NORMALIZE_STRING scalar function
The NORMALIZE_STRING function takes a Unicode string argument and returns a normalized string that can be used for comparison.
The NORMALIZE_STRING function can convert two strings that look the same (such as Å, which can be encoded in UTF-16 as X'00C5' and as X'0041030a') but might not be encoded using the same Unicode code point, to a normalized form that can be compared.
The schema is SYSIBM.
- unicode_string
- An expression that returns a value of a built-in character string or graphic string data type that is either Unicode UTF-8 or Unicode UTF-16, and is not a LOB. The CAST specification can be used to convert ASCII or EBCDIC data to Unicode for use with this function.
- NFC, NFD, NFKC, or NFKD
- Specifies the normalized form:
- NFC
- Canonical Decomposition followed by Canonical Composition
- NFD
- Canonical Decomposition
- NFKC
- Compatibility Decomposition followed by Canonical Composition
- NFKD
- Compatibility Decomposition
- integer
- The length attribute, in bytes if the string is a character string, or in double byte code points if the string is a graphic string, for the resulting variable length string. The value must be an integer in the range 1–32704 if the source string is character, or 16352 if the source string is graphic.

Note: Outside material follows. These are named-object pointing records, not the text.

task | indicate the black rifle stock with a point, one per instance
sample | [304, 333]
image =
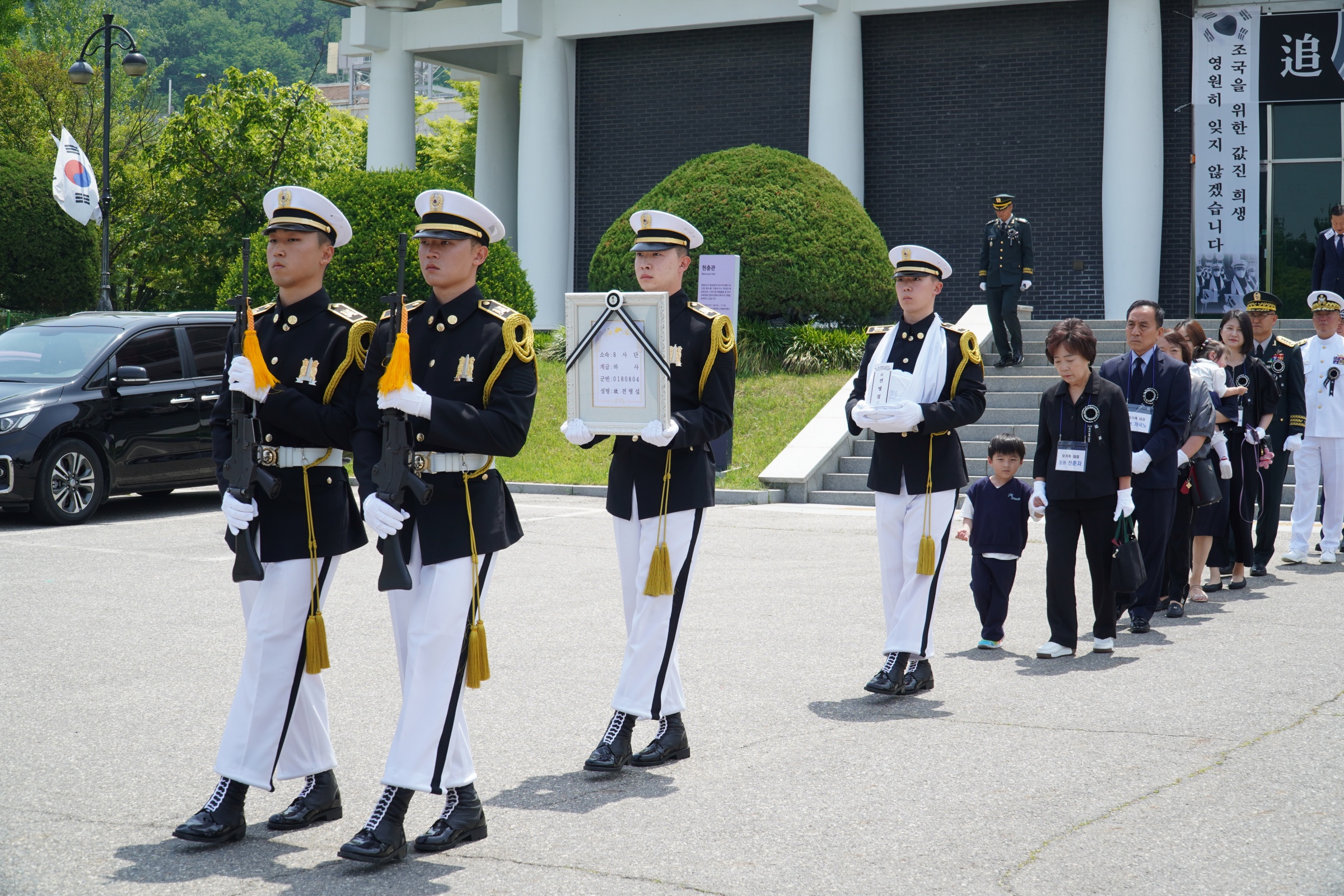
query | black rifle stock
[395, 469]
[241, 469]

The result of the function is a varying length string with a data type that depends on the data type of unicode-string:
- VARCHAR if unicode-string is CHAR or VARCHAR
- VARGRAPHIC if unicode-string is GRAPHIC or VARGRAPHIC
The CCSID of the result is the same as the CCSID of unicode-string.
The
length attribute of the result depends on whether integer is
specified. If integer is specified, the
length attribute of the result is integer bytes
or double byte code points. If integer is
not specified, the length attribute of the result is MIN(3*n,32704)
for
character strings, or MIN(3*n,16352)
for
graphic strings, where n is the length attribute
of the source.
The result can be null; if the first argument is null, the result is the null value.
SET :hv1 = NORMALIZE_STRING('ábc',NFC) -- x'0061030100620063'
hv1 is
set to 'ábc' -- X'00E100620063'. Using normalization form
NFC, the two code-point sequence X'00610301', which represents
the character 'á', is normalized to X'00E1' which is also
the pre-composed equivalent of X'00610301'. SET :hv1 = NORMALIZE_STRING('ábc',NFD) -- x'00E100620063'
hv1 is
set to 'ábc' -- X'0061030100620063'. Using normalization
form NFD, the code point X'00E1' is decomposed into the two
code-point sequence X'00610301', which consists of the Latin
lower case letter A and the combining acute accent character.